[pnfs] [PATCH 4/12] use kref for nfsd nfs4_client
Benny Halevy
bhalevy at panasas.com
Mon May 14 09:49:05 EDT 2007
Ok. Here is is with taking a reference on cl_users.
It's simpler but requires exporting rpc_release_client().
I tested getting and recalling a delegation as you recommended
and I also ran it through the connectathon tests, so as far as
I'm concerned I think it's ready to go.
Benny
William A. (Andy) Adamson wrote:
> On 5/11/07, Benny Halevy <bhalevy at panasas.com> wrote:
>> William A. (Andy) Adamson wrote:
>>> On 5/9/07, Benny Halevy <bhalevy at panasas.com> wrote:
>>>> J. Bruce Fields wrote:
>>>>> On Tue, May 08, 2007 at 10:26:12PM +0300, Benny Halevy wrote:
>>>>>
>>>>>> So the first step can be justified in mainline as in
>>>> nfsd4_probe_callback's
>>>>>> out_rpciod error case atomic_dec(&clp->cl_count) won't free up the
>>>> client
>>>>>> structure if it was expired concurrently. expire_client shuts down
>> the
>>>>>> callback rpc path so that may wait for nfsd4_probe_callback to finish
>>>>>> but I'm not sure. At any rate, calling put_nfs4_client() there is
>>>>>> more robust.
>>>>>>
>>>>> Yes, the destruction of the rpc_client shouldn't succeed until any
>>>>> outstanding tasks are done. But I agree that the reference counting
>>>>> there is at best odd.
>>>>>
>>>>> Actually, the caller (setclientid_confirm) also works with this client
>>>>> without a reference; if the client could be expired at any time, then
>>>>> that would already be a problem for it. So I suppose it's just
>>>>> depending on the state lock to prevent the client expiration. We're
>>>>> taking the reference in nfsd4_probe_callback() because we know it may
>> be
>>>>> held after the state lock is dropped.
>>>>>
>>>> I think that the synchronization between expire_client and
>> nfsd4_cb_recall
>>>> is broken if the callback is done not under the state_lock, even if the
>>>> caller of the callback has a reference on the client since the rpc_clnt
>> in
>>>> clp->cl_callback.cb_client can go away before the callback rpc starts.
>>>
>>> good point. bump both the rpc_clnt->cl_count as well as the
>>> nfs4_client->cl_count in nfsd_break_deleg_cb() prior to the kthread_run
>> and
>>> then call put_nfs4_client() and rpc_destroy_client() at the end of
>>> nfs4_cb_recall().
>> <snip>
>>
>> I'm afraid that rpc_destroy_client() is not the right api to call.

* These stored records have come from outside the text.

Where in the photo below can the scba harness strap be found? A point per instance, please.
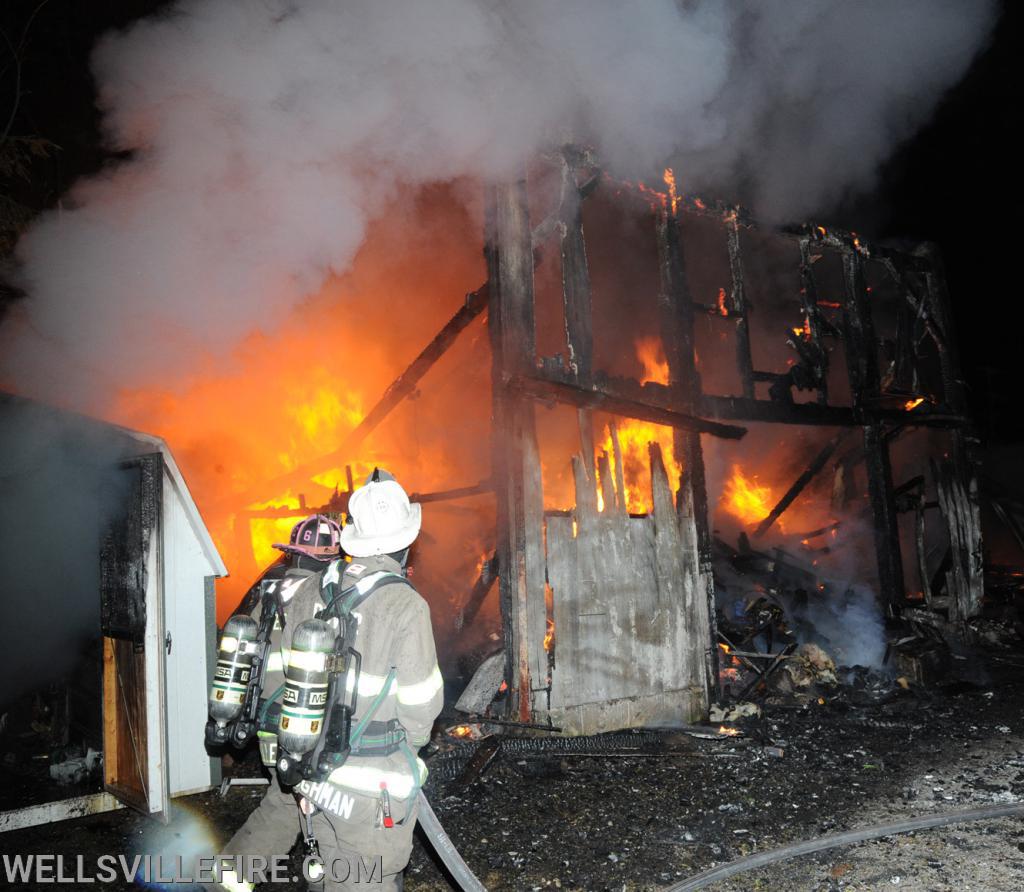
(324, 686)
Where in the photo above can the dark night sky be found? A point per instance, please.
(955, 183)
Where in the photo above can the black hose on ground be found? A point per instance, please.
(832, 841)
(445, 849)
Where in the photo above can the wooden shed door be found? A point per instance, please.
(131, 622)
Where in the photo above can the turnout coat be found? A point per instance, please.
(399, 674)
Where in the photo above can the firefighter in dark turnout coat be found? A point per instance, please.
(364, 812)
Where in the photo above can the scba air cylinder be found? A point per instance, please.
(235, 664)
(304, 702)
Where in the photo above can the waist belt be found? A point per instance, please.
(380, 738)
(269, 716)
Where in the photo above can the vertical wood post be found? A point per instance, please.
(960, 502)
(862, 366)
(676, 307)
(809, 298)
(577, 299)
(744, 362)
(515, 456)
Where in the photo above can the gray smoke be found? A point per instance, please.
(266, 133)
(59, 489)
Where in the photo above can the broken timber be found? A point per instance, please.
(817, 463)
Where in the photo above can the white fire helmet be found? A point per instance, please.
(381, 519)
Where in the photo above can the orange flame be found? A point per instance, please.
(745, 500)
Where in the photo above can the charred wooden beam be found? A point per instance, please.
(485, 485)
(740, 307)
(862, 367)
(676, 309)
(483, 584)
(880, 489)
(919, 539)
(576, 278)
(514, 448)
(738, 409)
(817, 463)
(402, 386)
(576, 293)
(566, 390)
(963, 523)
(809, 298)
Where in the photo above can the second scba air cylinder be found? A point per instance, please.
(304, 702)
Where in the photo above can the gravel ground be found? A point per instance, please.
(646, 819)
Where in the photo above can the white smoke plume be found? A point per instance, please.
(266, 133)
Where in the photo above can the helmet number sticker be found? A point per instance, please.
(288, 588)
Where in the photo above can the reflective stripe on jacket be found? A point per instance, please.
(393, 631)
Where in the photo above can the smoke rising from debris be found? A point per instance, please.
(265, 133)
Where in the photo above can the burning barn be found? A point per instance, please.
(693, 419)
(110, 628)
(806, 358)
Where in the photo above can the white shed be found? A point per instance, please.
(154, 591)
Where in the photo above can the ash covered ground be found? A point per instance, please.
(646, 811)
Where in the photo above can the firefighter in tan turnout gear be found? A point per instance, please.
(357, 789)
(272, 827)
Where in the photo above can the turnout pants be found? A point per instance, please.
(358, 853)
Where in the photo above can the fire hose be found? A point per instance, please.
(832, 841)
(445, 849)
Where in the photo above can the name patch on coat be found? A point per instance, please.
(328, 797)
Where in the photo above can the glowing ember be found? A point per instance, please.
(651, 356)
(805, 330)
(745, 500)
(723, 309)
(670, 180)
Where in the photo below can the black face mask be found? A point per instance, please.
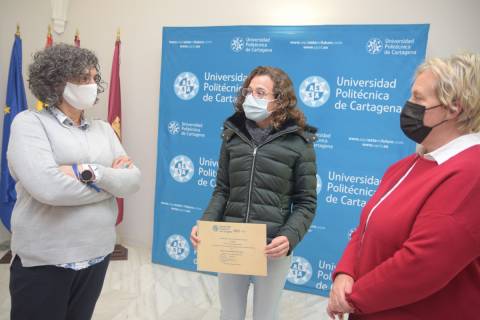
(411, 121)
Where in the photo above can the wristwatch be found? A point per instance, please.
(87, 175)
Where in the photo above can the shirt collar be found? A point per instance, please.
(66, 121)
(452, 148)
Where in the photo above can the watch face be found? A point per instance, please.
(87, 175)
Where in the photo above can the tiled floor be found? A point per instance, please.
(138, 289)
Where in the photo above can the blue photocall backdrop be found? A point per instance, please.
(351, 82)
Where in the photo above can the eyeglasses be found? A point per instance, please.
(258, 93)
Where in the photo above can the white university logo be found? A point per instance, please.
(300, 271)
(319, 184)
(237, 44)
(181, 168)
(314, 91)
(374, 46)
(177, 247)
(173, 127)
(186, 85)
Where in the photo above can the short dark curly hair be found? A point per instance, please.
(54, 66)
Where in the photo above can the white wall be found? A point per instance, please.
(454, 28)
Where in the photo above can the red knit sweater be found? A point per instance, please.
(420, 255)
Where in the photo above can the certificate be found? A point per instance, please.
(237, 248)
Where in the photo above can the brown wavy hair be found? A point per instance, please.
(284, 93)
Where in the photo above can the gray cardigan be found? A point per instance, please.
(56, 218)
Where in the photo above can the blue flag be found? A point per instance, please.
(16, 102)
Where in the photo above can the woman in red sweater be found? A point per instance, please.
(416, 252)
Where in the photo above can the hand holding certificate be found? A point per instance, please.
(236, 248)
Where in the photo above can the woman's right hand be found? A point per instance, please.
(194, 236)
(337, 303)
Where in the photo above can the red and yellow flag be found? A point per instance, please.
(39, 106)
(115, 107)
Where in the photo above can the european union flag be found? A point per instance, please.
(16, 103)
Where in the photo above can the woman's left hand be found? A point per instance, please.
(122, 162)
(68, 170)
(278, 247)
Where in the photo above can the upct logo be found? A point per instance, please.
(173, 127)
(374, 46)
(300, 270)
(237, 44)
(314, 91)
(186, 85)
(177, 247)
(181, 168)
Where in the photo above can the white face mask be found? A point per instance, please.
(80, 96)
(256, 109)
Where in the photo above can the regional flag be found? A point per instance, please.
(16, 102)
(115, 108)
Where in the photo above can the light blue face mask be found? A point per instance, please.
(256, 109)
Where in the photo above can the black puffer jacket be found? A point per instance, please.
(272, 183)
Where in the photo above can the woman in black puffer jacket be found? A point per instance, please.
(266, 174)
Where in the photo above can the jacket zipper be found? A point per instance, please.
(251, 184)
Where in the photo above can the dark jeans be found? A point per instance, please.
(54, 293)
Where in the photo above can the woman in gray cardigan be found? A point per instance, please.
(68, 171)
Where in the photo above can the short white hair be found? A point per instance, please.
(458, 85)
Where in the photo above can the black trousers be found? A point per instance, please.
(53, 293)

>> Ideally, the callback process would take a ref on clnt->cl_users and call
>> rpc_release_client when the call is done. This will synchronize correctly
>> with rpc_shutdown_client *but* rpc_release_client is not exported by
>> the sunrpc module. Since the synchronization with outstanding callbacks
>> is supposed to happen anyway, shutting down the callback rpc client
>> only when the client's refcount goes to zero should work as well.
>
>
> perhaps exporting rpc_release_client is the way to go.
>
> The attached patch is against mainline nfs-2.6, if you're good with it
>> I can send it also to linux-nfs for review. It's passing connectathon
>> tests
>> plus going through expire_client via the nfs4 laundromat, but I haven't
>> tested cb_recall.
>
>
> You need to test handingout a delegation, and then have a local non-nfsd
> process cause a break_lease.
>
> e.g. turn on read delegations, open a file read-only from the NFSv4 client
> (twice - the first open will not geta delegation due to no open_confirm),
> then open the same file read-write from a non-nfsd local process which will
> case a break_lease, and cause the a recall of the read delegation.
>
>
> Benny
>>
>> From 0647b1f0e7cb99b6c0d5f65fd4ace4a359aae206 Mon Sep 17 00:00:00 2001
>> From: Benny Halevy <bhalevy at ns1.bhalevy.com>
>> Date: Fri, 11 May 2007 12:39:16 +0300
>> Subject: [PATCH] nfs4_client ref count for cb_recall
>>
>> This patch changes the client reference counting technique
>> to struct kref, moves shutting down of the callback rpc_client
>> from expire_client time to free_nfs4_client time that's called
>> when the nfs4_client refcount goes to zero, adds a refcount
>> to the nfs4_client around nfs4_cb_recall to keep the rcp_client
>> around throughout the recall (otherwise it could have been used
>> after free), and finally it adds some BUG_ONs to assert that the
>> state lock is taken when taking or releasing reference for nfs4_file,
>> nfs4_client, and nfs4_delegation to ensure atomicity.
>> ---
>> fs/nfsd/nfs4callback.c | 11 +++++-
>> fs/nfsd/nfs4state.c | 80
>> ++++++++++++++++++++++++++++++++-----------
>> include/linux/nfsd/state.h | 3 +-
>> 3 files changed, 70 insertions(+), 24 deletions(-)
>>
>> diff --git a/fs/nfsd/nfs4callback.c b/fs/nfsd/nfs4callback.c
>> index 32ffea0..ae60a7d 100644
>> --- a/fs/nfsd/nfs4callback.c
>> +++ b/fs/nfsd/nfs4callback.c
>> @@ -433,7 +433,7 @@ nfsd4_probe_callback(struct nfs4_client *clp)
>> goto out_clnt;
>>
>> /* the task holds a reference to the nfs4_client struct */
>> - atomic_inc(&clp->cl_count);
>> + get_nfs4_client(clp);
>>
>> msg.rpc_cred = nfsd4_lookupcred(clp,0);
>> if (IS_ERR(msg.rpc_cred))
>> @@ -448,7 +448,9 @@ nfsd4_probe_callback(struct nfs4_client *clp)
>> return;
>>
>> out_rpciod:
>> - atomic_dec(&clp->cl_count);
>> + nfs4_lock_state();
>> + put_nfs4_client(clp);
>> + nfs4_unlock_state();
>> rpciod_down();
>> out_clnt:
>> rpc_shutdown_client(cb->cb_client);
>> @@ -475,7 +477,9 @@ nfs4_cb_null(struct rpc_task *task, void *dummy)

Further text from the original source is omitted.